La inauguración de la etapa imperial dio como consecuencia que una miríada de hispanos viajara a Roma para integrarse en su sociedad dispuesta a ocupar relevantes cargos públicos o posiciones intelectuales de peso. Hyginius se convirtió en bibliotecario de Octavio; Porcius Latro fue modelo y maestro del célebre Ovidio; éstos y otros ejemplos iniciales dieron paso, en la primera mitad del siglo I, a una espléndida generación de literatos y legisladores provenientes de regiones romanizadas como la Bética y de otras no tanto como Lusitania, Celtiberia o la propia cornisa cantábrica. Los hispanos buscaban en Roma prosperidad económica y saber intelectual; los hombres de negocios se mezclaban con filósofos, poetas o ensayistas en un afán desmedido por el ascenso social y económico.
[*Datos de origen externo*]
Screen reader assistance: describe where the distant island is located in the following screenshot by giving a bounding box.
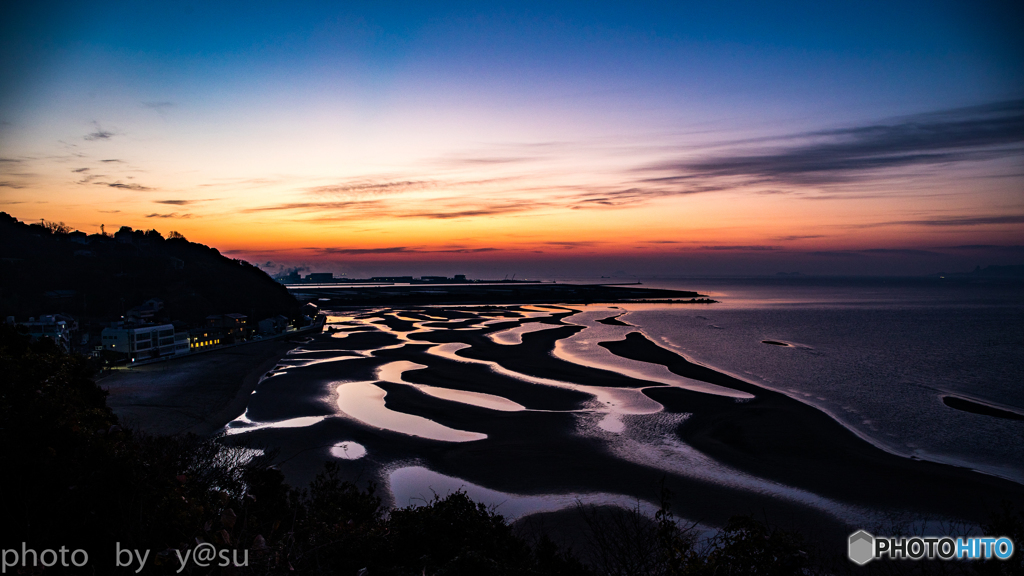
[0,212,714,366]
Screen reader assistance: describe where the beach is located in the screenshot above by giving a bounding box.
[102,338,313,436]
[149,306,1022,542]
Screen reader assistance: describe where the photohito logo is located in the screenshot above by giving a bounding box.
[847,530,1014,566]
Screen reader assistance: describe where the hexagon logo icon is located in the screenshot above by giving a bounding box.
[847,530,874,566]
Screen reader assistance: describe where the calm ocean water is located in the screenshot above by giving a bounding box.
[558,278,1024,483]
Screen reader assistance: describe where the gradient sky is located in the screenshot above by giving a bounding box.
[0,1,1024,278]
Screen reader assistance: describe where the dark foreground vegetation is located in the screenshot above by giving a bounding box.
[0,325,1024,576]
[0,212,299,324]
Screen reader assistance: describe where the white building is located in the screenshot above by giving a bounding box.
[100,324,188,362]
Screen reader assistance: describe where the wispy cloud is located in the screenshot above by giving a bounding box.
[145,212,191,218]
[92,181,155,192]
[893,214,1024,227]
[305,180,438,196]
[142,101,174,113]
[773,234,824,242]
[309,246,499,256]
[643,100,1024,186]
[153,198,212,206]
[83,122,116,140]
[700,245,779,252]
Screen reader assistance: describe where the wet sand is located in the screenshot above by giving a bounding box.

Las escuelas hispanas en las que se formaban inicialmente estos personajes habían tenido un precedente claro en aquellas academias del siglo I a.C., instauradas en Osea o en Corduba, y ahora sus herederos trasladaban inquietudes y vidas a la propia metrópoli romana. Era momento para los Séneca, Lucano, Mela, Columela, Marcial, Quintiliano, Moderato…, hombres ilustres que aportarían talento y claridad de ideas a la Roma más gozosa de su historia. Con su presencia se despejarían muchas dudas acerca de la romanización de la provincia hispana; atrás quedaban los tiempos de guerra en la indomable Celtiberia; ahora sus escritos reflejaban un fuerte deseo por emparejarse a los designios romanos.

Séneca y otros ilustres

El caso más relevante de intelectuales hispanos en Roma lo encarna Lucio Anneo Séneca. Nacido en Corduba en 4 a.C., perteneció a una acomodada familia donde destacaba la figura de su padre, Marco Lucio Anneo, más conocido por la historia como Séneca el Viejo, un reputado pensador retórico que inculcó en su hijo el amor por la filosofía.

Cuando Séneca el Joven contaba nueve años de edad, la familia viajó a Roma, ciudad en la que se instalaron bajo los beneficiosos efluvios del emperador Octavio. Séneca hijo estudió retórica como otros muchachos de su condición social. Se educó bajo la tutela de oradores como Papirio Fabiano o filósofos de la talla de Atalo y Demetrio. Asimismo, fue aprendiz durante un año del gran filósofo Sotión, hasta que, una vez cumplidos los dieciocho años de edad, se entregó con entusiasmo a su ascenso social primero, trabajando de orador en actos públicos, para luego convertirse en un magnífico abogado que logró gran popularidad en Roma.